SÃO PAULO, SP (FOLHAPRESS) - Envolto em indefinição quanto à retomada de seu acordo nuclear de 2015 com os Estados Unidos, o Irã começou a atualizar o seu programa de enriquecimento de urânio.
A informação é de um relatório do órgão de vigilância nuclear da ONU, a Agência Internacional de Energia Atômica (AIEA), obtido nesta segunda-feira (29) pela agência Reuters.
Segundo o documento, há mais de um ano um de três conjuntos de centrífugas IR-6 instaladas no complexo nuclear de Natanz enriquece urânio em um nível de até 60% de pureza. O IR-6 é o modelo de centrífuga mais avançado do mercado –segundo o acordo de 2015, o único modelo que o Irã poderia usar para esse fim é o IR-1, de primeira geração.

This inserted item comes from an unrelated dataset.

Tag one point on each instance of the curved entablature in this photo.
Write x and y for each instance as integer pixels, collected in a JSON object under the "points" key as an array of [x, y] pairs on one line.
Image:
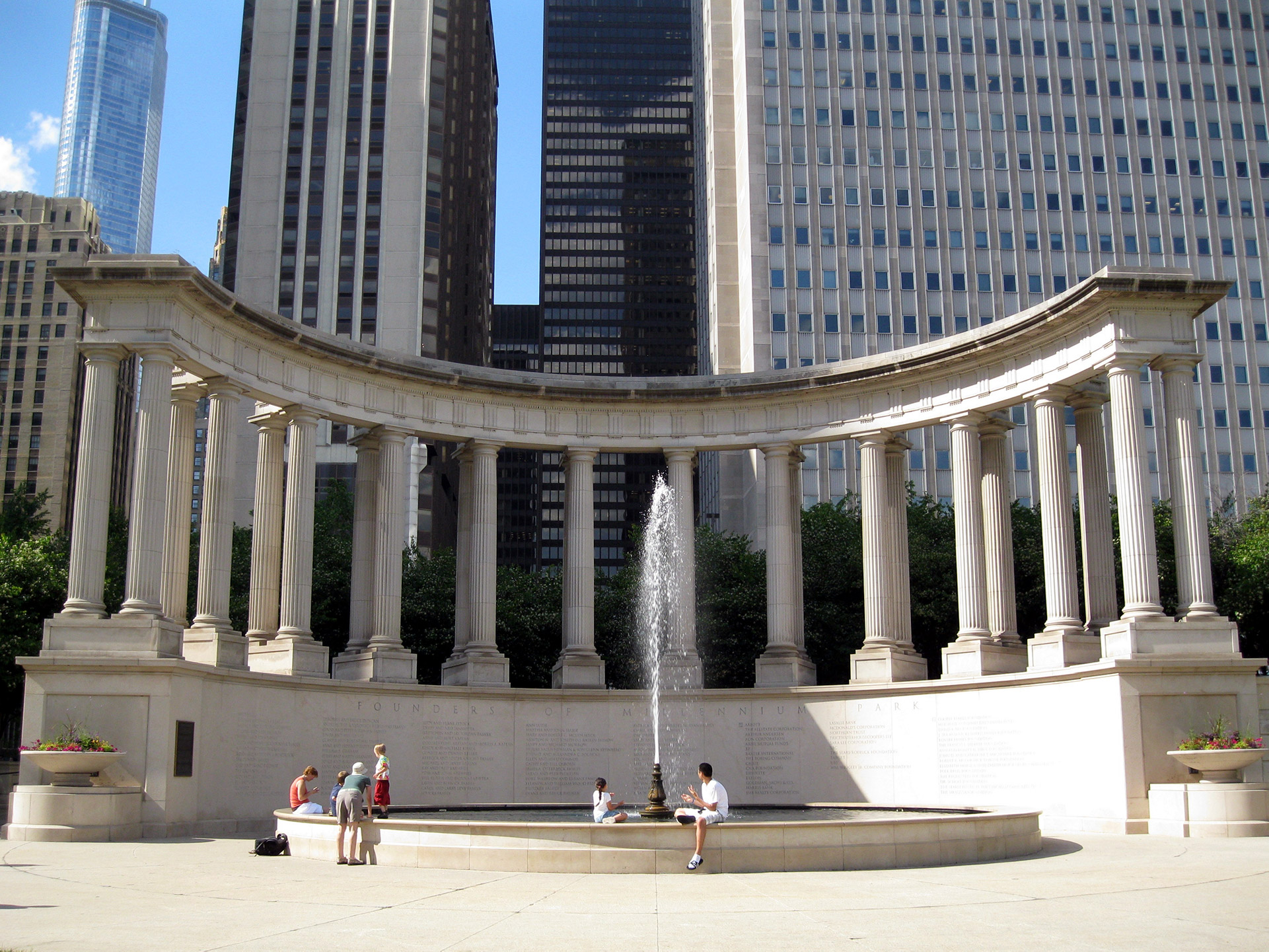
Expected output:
{"points": [[145, 303]]}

Um dos outros dois conjuntos instalados em Natanz passa por um processo anterior ao enriquecimento de urânio. E o outro ainda foi alimentado com material nuclear. No relatório a que a Reuters teve acesso, dirigido aos Estados-membros da ONU, a agência relata que novas observações do tipo foram feitas na planta neste domingo (28).
De acordo com o documento, avanços nesse sentido acontecem em outros locais além de Natanz. Um outro conjunto de centrífugas teria começado a enriquecer urânio em um nível de 20% numa planta nuclear incrustada numa montanha em Fordow. Natanz e Fordow ficam, respectivamente, a cerca de quatro e duas horas de carro da capital Teerã.
Nesta segunda, o presidente iraniano, Ebrahim Raisi, criticou o relatório da agência das Nações Unidas, dizendo que ele põe em suspensão as discussões sobre o tratado nuclear. "Todos os temas [relacionados à AIEA] devem ser resolvidos. Se não forem, não faz sentido falar do acordo", disse, em entrevista coletiva.
O Irã já diversas vezes que o órgão encerre suas investigações no país, mas o diretor-geral Rafael Grossi reforçou na semana passada, em entrevista à rede CNN, que não tinha essa intenção.
O tratado assinado por Irã e EUA em 2015 estabelecia uma série de limites às atividades nucleares iranianas em troca do fim das sanções americanas à nação do Oriente Médio. O acordo, que teria validade até 2031, foi rompido pela gestão de Donald Trump em 2018, ao que o Irã respondeu desobedecendo uma a uma as restrições anteriormente impostas.
No ano passado, pouco depois da posse de Joe Biden, Teerã e Washington voltaram a conversar sobre o tratado. Houve mais um ano de negociações indiretas, até que, no mês passado a União Europeia agiu na mediação de conversas para tentar fazer com que os dois lados cheguem a um meio-termo.
Entre os principais empecilhos travando as conversas estavam exigências como a de que os EUA encerrasse sanções contra a Guarda Revolucionária, a força de segurança de elite do país. Os americanos designam o grupo como uma organização terrorista internacional.
O Irã disse recentemente que em breve responderá aos comentários americanos sobre a versão mais atualizada do tratado. O novo acordo põe um limite de pureza do enriquecimento de urânio em 3,67%. Isso significa que o Teerã teria que voltar atrás em boa parte do enriquecimento que vem promovendo.
Ainda há a possibilidade de que a instalação de máquinas avançadas em locais subterrâneos como Natanz e Fordow seja um sinal para qualquer nação que queira atacá-los de que o acordo é inválido, já que não está claro se ataques aéreos em locais do tipo são efetivos.
Potências ocidentais temem que o Irã esteja construindo bombas nucleares. O país nega essa intenção, mas em julho um assessor sênior do líder supremo do país, Ali Khamenei, disse em entrevista à rede Al Jazeera que Teerã é tecnicamente capaz de fabricar uma bomba nuclear, mas ainda não decidiu se vai montá-la.
"Em poucos dias, conseguimos enriquecer urânio em até 60% e podemos facilmente produzir urânio enriquecido em 90%", disse Kamal Kharrazi. O enriquecimento adequado para a construção de uma bomba nuclear é de pelo menos 90%.
Os comentários foram feitos um dia depois de o presidente dos EUA, Joe Biden, terminar uma viagem a Israel e Arábia Saudita, em que prometeu impedir o Irã de "adquirir uma arma nuclear".